Telling Golf Digest's Tim Rosaforte that he's not 100 percent—regarding the chest problems, yes, but also in reference to new swing change—Snedeker remarked he's comfortable enough with the progress to give it a go this week.

“The only way to push it more,” Snedeker said to Rosaforte, “was to get back out and play.”

Snedeker was enjoying a solid campaign before his injury sabbatical, posting a T-9 at Erin Hills and T-14 at River Highlands. Though his record at the RSM Classic is spotty, he should feel comfortable in the surroundings, as he once owned a home in the Sea Island community.


Richard Heathcote/Getty Images

Grace gets his major

Major championships have been something of a mixed bag for Branden Grace. The 29-year-old fired the first-ever 62 at a major this summer, and does have four top-fives at the U.S. Open and PGA Championship. Alas, he's yet to find the winner's circle on the game's biggest stages. Which makes his triumph at the Nedbank Challenge all the more rewarding.

Calling it "Africa's major," Grace posted a final-round 66 at Gary Player Country Club at Sun City for a one-shot win over Scott Jamieson.

“This is a dream come true for me,” said Grace afterwards. “This is the one event that as a South African you want to win."

Grace, who reached as high as 10th in the world in 2016, has seen his game suffer thanks to putting woes. However, back on speaking terms with his flat stick—and with a slate of major venues that seem conducive to his game—don't be surprised if Grace returns to golf's upper echelon in 2018.

Speaking of the Nedbank...

Pros prank amateurs with terrible lessons

From the buy-in of players to the spectrum of creativity, the Euro Tour's social team is doing laps around their counterparts.

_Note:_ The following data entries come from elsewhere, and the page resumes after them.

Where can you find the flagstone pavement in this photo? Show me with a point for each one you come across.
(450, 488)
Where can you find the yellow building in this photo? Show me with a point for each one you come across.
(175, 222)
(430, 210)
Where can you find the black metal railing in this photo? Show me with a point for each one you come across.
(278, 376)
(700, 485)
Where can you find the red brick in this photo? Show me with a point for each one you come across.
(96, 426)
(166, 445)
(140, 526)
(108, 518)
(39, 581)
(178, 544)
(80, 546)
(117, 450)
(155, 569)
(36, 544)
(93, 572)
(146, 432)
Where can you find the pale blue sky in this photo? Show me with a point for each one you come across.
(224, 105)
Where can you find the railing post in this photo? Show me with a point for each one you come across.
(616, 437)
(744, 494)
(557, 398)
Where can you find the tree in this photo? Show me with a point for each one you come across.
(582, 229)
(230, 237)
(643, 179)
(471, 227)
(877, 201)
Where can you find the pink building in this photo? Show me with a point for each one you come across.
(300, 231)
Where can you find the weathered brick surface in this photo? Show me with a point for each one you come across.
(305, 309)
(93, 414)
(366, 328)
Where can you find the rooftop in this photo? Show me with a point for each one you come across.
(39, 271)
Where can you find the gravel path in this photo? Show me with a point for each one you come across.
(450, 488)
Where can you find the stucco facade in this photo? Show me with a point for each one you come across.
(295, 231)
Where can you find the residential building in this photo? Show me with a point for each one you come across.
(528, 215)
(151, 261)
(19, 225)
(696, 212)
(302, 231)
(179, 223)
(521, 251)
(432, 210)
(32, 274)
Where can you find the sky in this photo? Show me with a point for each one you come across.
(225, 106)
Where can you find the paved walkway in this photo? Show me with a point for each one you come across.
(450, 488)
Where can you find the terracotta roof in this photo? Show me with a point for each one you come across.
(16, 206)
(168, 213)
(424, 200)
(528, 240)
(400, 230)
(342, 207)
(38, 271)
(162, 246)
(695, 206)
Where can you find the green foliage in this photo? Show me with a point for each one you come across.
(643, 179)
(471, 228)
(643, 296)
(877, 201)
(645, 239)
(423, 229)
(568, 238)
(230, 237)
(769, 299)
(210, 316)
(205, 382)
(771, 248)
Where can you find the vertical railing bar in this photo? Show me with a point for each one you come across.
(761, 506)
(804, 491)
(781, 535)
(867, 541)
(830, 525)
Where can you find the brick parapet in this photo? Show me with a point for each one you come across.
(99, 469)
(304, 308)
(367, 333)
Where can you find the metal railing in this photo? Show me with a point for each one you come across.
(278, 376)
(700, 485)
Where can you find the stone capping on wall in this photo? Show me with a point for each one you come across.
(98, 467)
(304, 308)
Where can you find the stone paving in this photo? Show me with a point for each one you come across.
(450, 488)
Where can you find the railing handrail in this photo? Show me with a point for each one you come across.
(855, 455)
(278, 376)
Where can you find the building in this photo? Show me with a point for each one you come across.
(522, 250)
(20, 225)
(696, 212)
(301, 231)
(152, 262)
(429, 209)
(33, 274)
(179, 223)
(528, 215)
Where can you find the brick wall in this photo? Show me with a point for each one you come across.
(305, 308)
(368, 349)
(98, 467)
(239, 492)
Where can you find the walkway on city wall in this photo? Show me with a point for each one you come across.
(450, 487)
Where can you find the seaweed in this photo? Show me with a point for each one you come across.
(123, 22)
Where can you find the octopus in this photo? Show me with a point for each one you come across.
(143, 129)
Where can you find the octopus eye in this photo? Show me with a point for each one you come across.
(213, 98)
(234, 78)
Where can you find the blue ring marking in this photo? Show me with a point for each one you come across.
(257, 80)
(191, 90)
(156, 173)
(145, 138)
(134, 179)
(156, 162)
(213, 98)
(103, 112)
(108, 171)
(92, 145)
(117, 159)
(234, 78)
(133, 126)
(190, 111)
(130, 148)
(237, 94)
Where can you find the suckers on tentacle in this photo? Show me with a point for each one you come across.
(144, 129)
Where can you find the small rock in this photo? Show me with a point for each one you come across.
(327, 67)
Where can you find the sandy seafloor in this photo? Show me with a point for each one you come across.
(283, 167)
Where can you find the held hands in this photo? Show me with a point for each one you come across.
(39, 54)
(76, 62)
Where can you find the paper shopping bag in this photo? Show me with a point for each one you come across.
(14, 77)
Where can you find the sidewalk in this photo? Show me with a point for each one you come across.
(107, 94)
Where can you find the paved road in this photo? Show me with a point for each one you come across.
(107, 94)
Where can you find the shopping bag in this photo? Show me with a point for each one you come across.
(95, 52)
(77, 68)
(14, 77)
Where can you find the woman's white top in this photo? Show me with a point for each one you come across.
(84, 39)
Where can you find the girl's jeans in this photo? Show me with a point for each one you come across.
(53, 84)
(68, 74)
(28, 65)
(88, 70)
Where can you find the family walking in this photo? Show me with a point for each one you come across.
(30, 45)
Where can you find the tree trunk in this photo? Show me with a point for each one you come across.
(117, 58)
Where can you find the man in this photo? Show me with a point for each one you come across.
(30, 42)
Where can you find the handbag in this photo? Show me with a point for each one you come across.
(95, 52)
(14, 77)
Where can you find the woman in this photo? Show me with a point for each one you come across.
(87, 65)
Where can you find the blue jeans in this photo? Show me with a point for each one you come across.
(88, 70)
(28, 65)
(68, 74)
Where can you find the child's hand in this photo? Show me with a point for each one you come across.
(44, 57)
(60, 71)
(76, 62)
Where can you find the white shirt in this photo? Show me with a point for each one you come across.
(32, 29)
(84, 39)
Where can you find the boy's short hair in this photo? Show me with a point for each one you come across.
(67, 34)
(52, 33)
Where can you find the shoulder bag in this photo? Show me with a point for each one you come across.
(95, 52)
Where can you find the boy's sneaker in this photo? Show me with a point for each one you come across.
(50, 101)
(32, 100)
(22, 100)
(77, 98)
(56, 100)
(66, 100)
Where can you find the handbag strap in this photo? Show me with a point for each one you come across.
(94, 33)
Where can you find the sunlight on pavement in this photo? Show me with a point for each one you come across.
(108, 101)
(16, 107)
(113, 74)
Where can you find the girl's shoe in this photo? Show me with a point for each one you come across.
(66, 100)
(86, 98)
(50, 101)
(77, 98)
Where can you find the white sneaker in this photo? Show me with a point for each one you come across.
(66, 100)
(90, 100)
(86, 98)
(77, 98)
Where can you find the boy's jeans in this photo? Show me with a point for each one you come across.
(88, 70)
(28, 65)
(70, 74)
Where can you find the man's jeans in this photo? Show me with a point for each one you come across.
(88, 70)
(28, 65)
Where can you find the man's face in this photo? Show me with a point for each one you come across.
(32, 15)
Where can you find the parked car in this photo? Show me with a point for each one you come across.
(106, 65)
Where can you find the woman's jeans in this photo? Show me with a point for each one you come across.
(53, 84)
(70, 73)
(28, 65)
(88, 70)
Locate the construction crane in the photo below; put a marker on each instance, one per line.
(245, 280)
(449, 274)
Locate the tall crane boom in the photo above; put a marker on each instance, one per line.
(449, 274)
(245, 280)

Every week this group produces a new viral clip, all possessing an originality and wit the sport desperately lacks.

The crew's latest creation: a group of Ryder Cup stars giving lessons to amateurs. And by "lessons," we mean "purposefully sabotaging their games."

How good is the Euro creative team? They make Ian freakin' Poulter seem likable. THAT good.


PGA returns to Louisville

According to the Louisville Courier-Journal, the PGA Championship will be back at Valhalla Golf Club in 2024. An official announcement is expected this coming Thursday. It will be the Kentucky course's fourth time hosting the Wanamaker Trophy.

In our recent ranking of PGA Championship venues, Valhalla was a divisive subject. Detractors pointed to a bland front nine, the eyesore of visible power/cable lines on the course and its penchant for a Mickey Mouse set-up. Conversely, Valhalla has elicited some exciting finishes—two PGA Championship playoffs, along with Rory McIlroy's one-shot victory in '14—and promoted a rowdy Ryder Cup atmosphere in 2008, helping vault its standing on our list.

When the Valhalla news becomes official, the PGA of America will have locked in venues for the PGA Championship in nine of the next 13 years.